Interesting new model for data sharing

Mike Schatz has posted an interesting paper on Biorxiv on ‘The next 20 years of genome research‘.

In it, he argues that in future ‘it will become less and less practical to transfer data into these [NCBI/EBI] archives as they exist today’ and that ‘In its place, we will see the rise of federated approaches for exchanging biological data, especially computing centers dedicated to large sequencing facilities…The major technical reason this model will become more widespread is that at large scales it is increasingly more efficient to upload code segments, often measured in kilobytes to megabytes, rather than to download entire large collections’.

He obviously points out that genome data is most powerful when aggregated and combined; ‘Therefore, the resources will have to establish common application programming interfaces (APIs) to enable remote access to their data…although even the most basic of federated tasks, so-called “Beacons” that identify if a resource has any individual with a particular mutation, are proving to be difficult to implement for mostly non-technical reasons’.

This got me thinking about how this relates to microbial genomics. Firstly, we don’t have the same problems of scale of transfer, seeing as our genomes are 1000x smaller than the humans.
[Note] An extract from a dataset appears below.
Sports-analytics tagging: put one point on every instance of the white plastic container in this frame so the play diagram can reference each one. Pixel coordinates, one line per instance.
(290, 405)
Therefore, it is arguable that the main technical reason for this ‘federalisation’ of sequencing repositories fades away. Secondly, standardising APIs across, what are essentially, competing consortia of sequencing entities, would be a major technical challenge. After all, standards are like toothbrushes, everyone has one but no one wants to use someone elses.

Thirdly, even if there is agreement on the technical aspects, the non-technical reasons he alludes to, the personality clashes that often seem to occur at the top of fields, as well as different cultures and legal obligations, could put the kibosh on this. I worry that people will use this document as a shield for not sharing data at all (I’m sure this isn’t what Mike is getting at).

BTW, things in biorxiv are under CC-BY-NC 4.0 license. According to that license, I’m supposed to link to the license when I use the content.